The fourth and fifth places belonged to Kenya as well where Margaret Chelimo, the 2015 Africa Games 5000m champion was fourth in a Personal Best time of 8:24.76 while 2015 world champion in 3000m steeplechase, Hyvin Kiyeng came home fifth also in a Personal Best time of 8:25.13 to wrap up Kenya’s clean sweep.
“Doha has become like a second home to me as I’ve won so many races here, including the World Championships last year. I’ve been training in Doha for about a month in preparation for this event and I believe it has helped me to get in shape and acclimatise quite well,” said Obiri.
Little more than 24 hours earlier, the world cross-country champion from Kenya had explained how Doha was one of her favourite cities to race in, having set her 3000m here in 2014 and last year retaining her world 5000m title in the Khalifa Stadium.
But when Chepkoech breezed into the lead with about 550 metres left in tonight’s 3000m race, Obiri kept her cool for another 200 metres before she unleashed her trademark kick for home, eventually winning in a world-leading 8:22.54.
The field of 15 women, loaded with world and Olympic medallists, was paced through the first kilometre in 2:48.46. Obiri and Chepkoech were tucked behind the pacemaker with world 10,000m bronze medallist Agnes Tirop and world 5000m silver medallist Margaret Chelimo Kipkemboi also near the front of the tightly-bunched pack.
After the pacemaker dropped out at the 1600m point, Obiri led the pack and reached 2000m in 5:39.70, the pace having slowed slightly.
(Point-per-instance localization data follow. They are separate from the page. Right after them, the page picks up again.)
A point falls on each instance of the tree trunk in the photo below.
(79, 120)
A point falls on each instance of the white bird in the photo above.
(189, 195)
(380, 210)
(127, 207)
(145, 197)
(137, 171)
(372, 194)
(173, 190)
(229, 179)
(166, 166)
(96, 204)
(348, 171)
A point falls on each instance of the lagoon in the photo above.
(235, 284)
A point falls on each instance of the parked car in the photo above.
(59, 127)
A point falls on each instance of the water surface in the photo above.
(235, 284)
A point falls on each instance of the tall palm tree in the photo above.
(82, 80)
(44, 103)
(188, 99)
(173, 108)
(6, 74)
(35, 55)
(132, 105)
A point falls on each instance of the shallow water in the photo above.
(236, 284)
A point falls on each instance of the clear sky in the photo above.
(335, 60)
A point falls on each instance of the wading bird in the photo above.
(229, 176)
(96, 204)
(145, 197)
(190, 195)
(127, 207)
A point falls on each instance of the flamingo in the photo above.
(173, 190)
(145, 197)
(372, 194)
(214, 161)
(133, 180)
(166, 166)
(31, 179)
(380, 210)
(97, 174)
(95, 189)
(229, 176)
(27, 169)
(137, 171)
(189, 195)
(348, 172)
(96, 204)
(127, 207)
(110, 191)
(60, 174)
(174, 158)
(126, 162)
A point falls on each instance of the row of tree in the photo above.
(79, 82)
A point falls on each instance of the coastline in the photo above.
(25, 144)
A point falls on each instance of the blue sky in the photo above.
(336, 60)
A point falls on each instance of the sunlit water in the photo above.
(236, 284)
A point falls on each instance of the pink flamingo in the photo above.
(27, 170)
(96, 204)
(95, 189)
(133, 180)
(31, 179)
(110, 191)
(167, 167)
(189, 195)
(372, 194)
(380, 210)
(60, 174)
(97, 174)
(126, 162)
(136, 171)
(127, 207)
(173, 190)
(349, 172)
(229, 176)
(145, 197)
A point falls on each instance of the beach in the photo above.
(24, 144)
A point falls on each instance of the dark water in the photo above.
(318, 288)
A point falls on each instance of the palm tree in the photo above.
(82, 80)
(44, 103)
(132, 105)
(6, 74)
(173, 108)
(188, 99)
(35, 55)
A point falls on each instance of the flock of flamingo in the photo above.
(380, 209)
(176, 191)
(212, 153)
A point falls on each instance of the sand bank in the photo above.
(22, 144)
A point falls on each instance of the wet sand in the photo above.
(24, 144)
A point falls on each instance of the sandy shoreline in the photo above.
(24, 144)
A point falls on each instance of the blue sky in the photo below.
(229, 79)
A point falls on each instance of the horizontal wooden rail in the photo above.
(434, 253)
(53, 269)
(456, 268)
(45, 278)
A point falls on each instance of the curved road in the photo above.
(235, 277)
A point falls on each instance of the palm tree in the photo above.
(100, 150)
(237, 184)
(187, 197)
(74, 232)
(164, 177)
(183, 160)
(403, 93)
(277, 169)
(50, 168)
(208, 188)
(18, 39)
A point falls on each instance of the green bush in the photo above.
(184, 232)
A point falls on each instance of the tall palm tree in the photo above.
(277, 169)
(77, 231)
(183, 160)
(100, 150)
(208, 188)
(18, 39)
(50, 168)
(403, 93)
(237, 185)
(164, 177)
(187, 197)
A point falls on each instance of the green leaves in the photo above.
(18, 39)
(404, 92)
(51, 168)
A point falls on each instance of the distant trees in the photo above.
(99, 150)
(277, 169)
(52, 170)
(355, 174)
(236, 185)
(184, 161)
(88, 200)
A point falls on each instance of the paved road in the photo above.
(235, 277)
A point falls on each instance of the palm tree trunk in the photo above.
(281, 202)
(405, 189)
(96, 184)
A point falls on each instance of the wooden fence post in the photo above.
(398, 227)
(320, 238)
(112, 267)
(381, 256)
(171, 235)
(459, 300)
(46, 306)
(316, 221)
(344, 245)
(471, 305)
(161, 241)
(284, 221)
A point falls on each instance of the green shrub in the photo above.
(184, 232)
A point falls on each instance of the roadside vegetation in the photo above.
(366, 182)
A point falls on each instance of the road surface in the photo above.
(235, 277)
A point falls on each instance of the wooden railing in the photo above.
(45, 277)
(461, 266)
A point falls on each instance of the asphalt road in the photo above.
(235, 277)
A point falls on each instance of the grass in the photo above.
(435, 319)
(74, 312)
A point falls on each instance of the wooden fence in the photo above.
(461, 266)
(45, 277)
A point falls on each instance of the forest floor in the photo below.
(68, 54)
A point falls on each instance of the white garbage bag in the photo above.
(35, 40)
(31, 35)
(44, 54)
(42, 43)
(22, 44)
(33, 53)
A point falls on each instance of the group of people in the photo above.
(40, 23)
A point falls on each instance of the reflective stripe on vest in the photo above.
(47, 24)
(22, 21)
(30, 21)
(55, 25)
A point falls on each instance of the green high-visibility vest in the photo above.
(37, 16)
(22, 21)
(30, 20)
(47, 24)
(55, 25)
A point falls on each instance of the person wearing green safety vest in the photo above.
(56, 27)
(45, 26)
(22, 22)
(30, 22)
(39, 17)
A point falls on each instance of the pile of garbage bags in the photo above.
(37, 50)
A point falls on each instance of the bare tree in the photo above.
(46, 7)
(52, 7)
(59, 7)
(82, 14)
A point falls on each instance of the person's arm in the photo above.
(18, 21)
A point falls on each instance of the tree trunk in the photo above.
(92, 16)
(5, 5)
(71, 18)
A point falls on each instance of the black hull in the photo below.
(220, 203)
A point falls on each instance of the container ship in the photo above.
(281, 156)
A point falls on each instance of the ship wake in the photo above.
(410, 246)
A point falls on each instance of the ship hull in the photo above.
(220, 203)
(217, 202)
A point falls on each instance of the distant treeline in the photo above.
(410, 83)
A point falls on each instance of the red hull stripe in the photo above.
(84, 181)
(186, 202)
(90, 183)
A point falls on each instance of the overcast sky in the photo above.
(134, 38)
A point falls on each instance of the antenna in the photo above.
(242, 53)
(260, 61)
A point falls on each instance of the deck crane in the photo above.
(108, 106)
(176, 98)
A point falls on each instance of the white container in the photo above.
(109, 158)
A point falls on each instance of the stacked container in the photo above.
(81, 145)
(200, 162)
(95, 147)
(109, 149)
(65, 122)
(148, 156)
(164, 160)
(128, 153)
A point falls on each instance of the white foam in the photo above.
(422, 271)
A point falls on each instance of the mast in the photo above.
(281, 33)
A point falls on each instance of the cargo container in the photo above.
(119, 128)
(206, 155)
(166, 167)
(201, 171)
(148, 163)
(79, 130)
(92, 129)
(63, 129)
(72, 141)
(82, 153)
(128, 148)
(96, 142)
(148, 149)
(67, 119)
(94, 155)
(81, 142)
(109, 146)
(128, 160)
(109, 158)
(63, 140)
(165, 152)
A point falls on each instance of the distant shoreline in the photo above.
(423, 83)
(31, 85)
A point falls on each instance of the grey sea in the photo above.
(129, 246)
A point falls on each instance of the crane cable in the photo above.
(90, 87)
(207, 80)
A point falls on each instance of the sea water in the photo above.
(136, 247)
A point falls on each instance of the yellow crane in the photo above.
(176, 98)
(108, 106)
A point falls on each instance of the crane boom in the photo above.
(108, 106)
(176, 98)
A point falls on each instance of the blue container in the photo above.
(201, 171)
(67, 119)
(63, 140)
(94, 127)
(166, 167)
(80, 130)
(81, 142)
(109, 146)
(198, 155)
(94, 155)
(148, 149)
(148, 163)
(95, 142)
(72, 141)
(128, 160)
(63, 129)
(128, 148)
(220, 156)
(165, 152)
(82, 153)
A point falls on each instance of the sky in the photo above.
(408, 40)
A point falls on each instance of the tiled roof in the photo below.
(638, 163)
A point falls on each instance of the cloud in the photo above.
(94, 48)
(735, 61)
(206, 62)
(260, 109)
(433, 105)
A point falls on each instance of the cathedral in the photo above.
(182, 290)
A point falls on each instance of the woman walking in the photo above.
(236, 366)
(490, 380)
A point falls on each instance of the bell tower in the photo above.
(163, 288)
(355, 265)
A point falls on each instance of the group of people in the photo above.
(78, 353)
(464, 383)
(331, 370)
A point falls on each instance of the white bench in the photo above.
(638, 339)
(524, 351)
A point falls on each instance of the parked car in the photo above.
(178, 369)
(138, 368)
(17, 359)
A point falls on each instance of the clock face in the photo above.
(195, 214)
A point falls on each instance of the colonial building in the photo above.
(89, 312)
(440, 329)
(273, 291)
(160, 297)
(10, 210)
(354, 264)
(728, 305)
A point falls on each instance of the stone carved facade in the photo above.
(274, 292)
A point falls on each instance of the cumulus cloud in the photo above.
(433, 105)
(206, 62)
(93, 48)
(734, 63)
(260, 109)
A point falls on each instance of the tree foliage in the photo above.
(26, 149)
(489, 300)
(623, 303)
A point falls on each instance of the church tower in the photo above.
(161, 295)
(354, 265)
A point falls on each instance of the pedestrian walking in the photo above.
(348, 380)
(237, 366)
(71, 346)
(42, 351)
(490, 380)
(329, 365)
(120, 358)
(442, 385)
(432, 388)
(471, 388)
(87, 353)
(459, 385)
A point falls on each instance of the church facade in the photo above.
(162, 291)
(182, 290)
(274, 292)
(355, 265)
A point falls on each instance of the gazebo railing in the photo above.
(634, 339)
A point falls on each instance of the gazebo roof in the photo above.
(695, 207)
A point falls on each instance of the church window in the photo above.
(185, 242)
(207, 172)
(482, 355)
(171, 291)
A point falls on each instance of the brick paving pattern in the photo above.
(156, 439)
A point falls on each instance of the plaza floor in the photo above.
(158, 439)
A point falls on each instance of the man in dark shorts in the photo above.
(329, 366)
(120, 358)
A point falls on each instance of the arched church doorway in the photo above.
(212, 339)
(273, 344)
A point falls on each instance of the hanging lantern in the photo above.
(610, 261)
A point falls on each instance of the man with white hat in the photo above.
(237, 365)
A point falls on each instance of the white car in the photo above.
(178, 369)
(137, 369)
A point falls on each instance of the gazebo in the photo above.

Eight women were still in contention with two laps to go with Obiri, Chepkoech, Tirop and Chelimo still occupying the first four places.
Chepkoech made her move as she entered the home straight for the penultimate time, but Obiri responded with about 350 metres remaining, her head rocking and arms fighting, as is often her style at the end of races.
Tirop and Chepkoech made up some ground in the final stages, but Obiri held on to win in 8:22.54, the second-fastest time of her career behind the 8:20.68 African outdoor record she set on this track six years ago.
The next five women to cross the line were all rewarded with PBs. Tirop and Chepkoech finished second and third respectively, both timed at 8:22.92, while Kipkemboi (8:24.76) and 2015 world steeplechase champion Hyvin Kiyeng (8:25.13) were fourth and fifth. For the first time in history, seven women finished inside 8:27.